Tuesday, March 29, 2011

Yay!!

Just a little update:  I got word from the agency that they are going to show my profile to potential IPs on Thursday!  I'm so excited!  I'm also nervous at the same time.  If they like what they see in my profile, then I get to see theirs.  If we both like each other, then we get to move to the next step.  I'm crossing my fingers.  :)

Wednesday, March 16, 2011

Another Day

So the show "One Born Every Minute" had a surrogate on it a couple weeks ago.  I watched it online last night since I missed it when it aired.  The surro, Susan, was amazing.  The nurse asked her if it was difficult to give up the baby after it's born.  Susan simply shook her head, smiled and said, "It's not mine.  I'm giving it back."  Aww, that is so true. 

People who don't fully understand surrogacy just don't get how someone can "give up a baby".  It's the whole mindset that this baby is not yours, you are simply the incubator that allows it to become viable so the parents can take over.  You are giving the baby back once it's able to survive without your warmth.  You are helping someone have a family that they otherwise wouldn't be able to have.  Needless to say, it was pretty emotional seeing the Intended Parents (IPs) finally get to hold their little boy that they had longed for for 17 years.  I just hope I can find just as wonderful IPs and that our journey allows them become the parents they have longed to be.

Tuesday, March 8, 2011

It's a GO!

I heard back from the agency regarding our psych evaluation.  Thankfully she said we passed.  By the end of this week, we can begin the matching process.  Yay!!  It's all coming along, slowly, but surely.

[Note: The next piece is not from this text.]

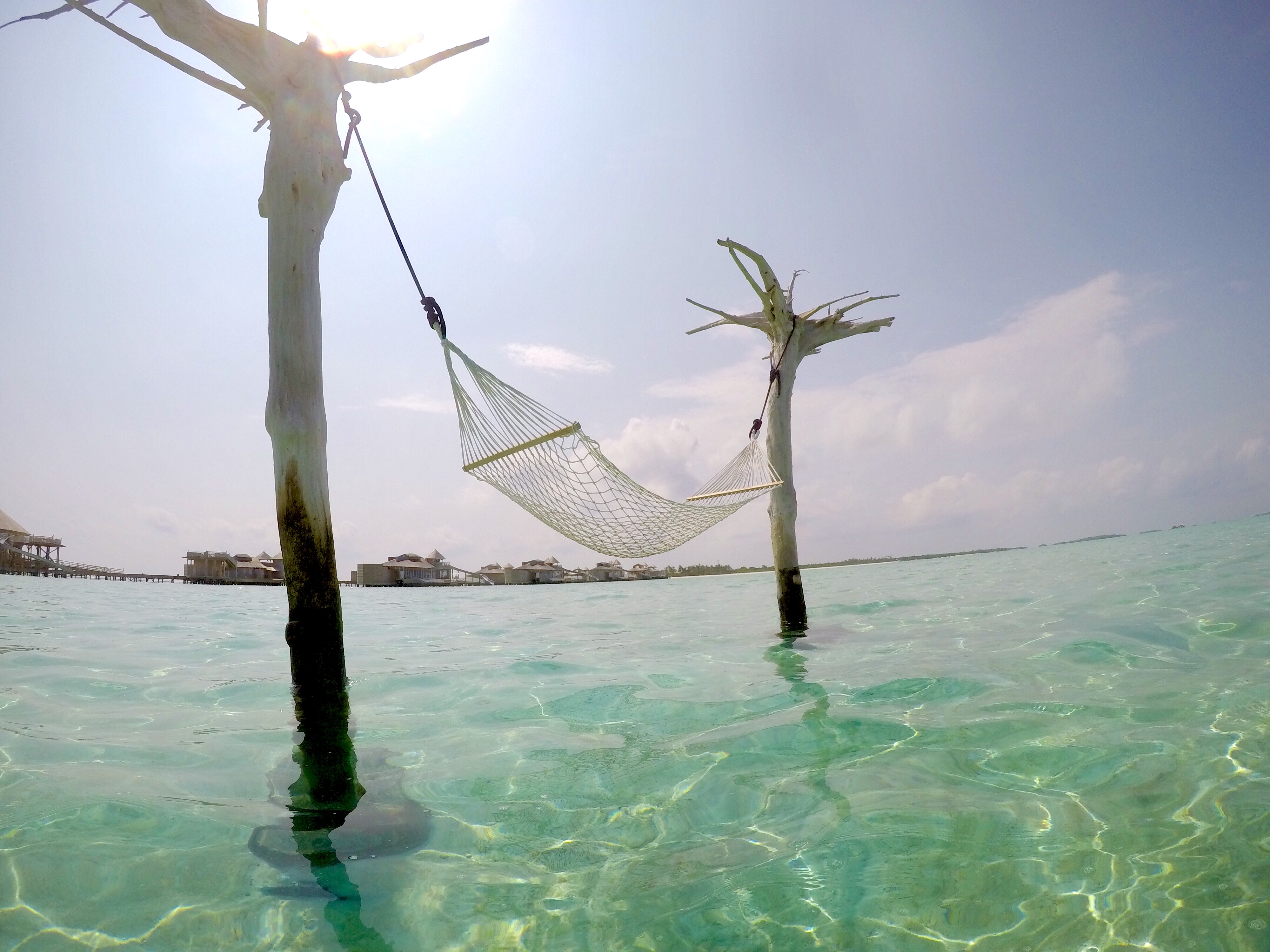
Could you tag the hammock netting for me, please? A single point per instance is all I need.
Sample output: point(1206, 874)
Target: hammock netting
point(549, 468)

As a side note, I'm getting super anxious to tell more people.  Only a few friends, my mom and my two sisters know about this venture.  I know I shouldn't care what people think.  Their views and opinions are not going to change my mind.  This is something I've wanted to do for a few years. 

I'm extremely nervous to tell my dad.  He's a worrier and very sensitive like me (or I should say - I am sensitive like him).  I can just imagine what's going to go through his head once I tell him.  My mom and one sister are fully supportive, as are my friends.  The other sister hasn't said a whole lot about it, but she hasn't tried talking me out of it even though that is what she said she wanted to do.  I will tell more family once we are actually matched and beginning meds and such.  It all just can't come soon enough!

Friday, March 4, 2011

We are sane!

Our results came yesterday.  We are deemed sane!  Yay!  LOL!  Not that I thought it would say different, but it was nerve-wracking waiting for the results.  The doc said he sees absolutely no reason why we shouldn't be wonderful candidates.  The report was very interesting to read.  I've never had a "professional" evaluation done before.

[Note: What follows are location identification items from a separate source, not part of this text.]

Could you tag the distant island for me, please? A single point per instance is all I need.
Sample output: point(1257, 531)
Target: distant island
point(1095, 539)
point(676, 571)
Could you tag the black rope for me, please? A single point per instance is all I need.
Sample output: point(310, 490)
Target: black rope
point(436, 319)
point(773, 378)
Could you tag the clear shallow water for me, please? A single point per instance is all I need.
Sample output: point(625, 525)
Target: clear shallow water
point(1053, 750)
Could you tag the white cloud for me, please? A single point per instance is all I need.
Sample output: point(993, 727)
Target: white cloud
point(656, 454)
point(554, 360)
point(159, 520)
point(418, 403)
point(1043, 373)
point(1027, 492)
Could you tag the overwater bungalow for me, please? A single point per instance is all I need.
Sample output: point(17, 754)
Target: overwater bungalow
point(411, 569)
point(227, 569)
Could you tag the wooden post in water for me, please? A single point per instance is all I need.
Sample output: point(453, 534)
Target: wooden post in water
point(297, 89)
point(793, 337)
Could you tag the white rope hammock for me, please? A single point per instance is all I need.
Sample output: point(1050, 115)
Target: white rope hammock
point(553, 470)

The agency can now show my profile to prospective parents.  More waiting.  It seems that surrogacy is a lot of "hurry up and wait" from what I understand.  I just hope we meet a person/couple that is absolutely wonderful.

Oh, and another plus:  K turned 6 months yesterday.  I am now officially able to proceed with the IVF procedure...which will be awhile from now, I'm sure.

Tuesday, March 1, 2011

Waiting...

Well, we had to have a psychological evaluation done.  We had to go to Cedar Rapids, Iowa.  That was a week and a half ago.  The doctor said he'd send us a copy of our evaluation.  He said it would take about 3 days.  Every day I'd check the mail...nothing.  Then he calls and said he forgot to have us sign the information release form.  So he faxes it and we fax it back.  Okay, now I hope it comes any day now.  Hopefully the agency gets the copy and we get the go ahead.  I'm excited to get started with the whole process.  Hopefully we can find a wonderful match.  Okay, finishing up watching Tosh.O (luv him!) and heading to bed.  Night all!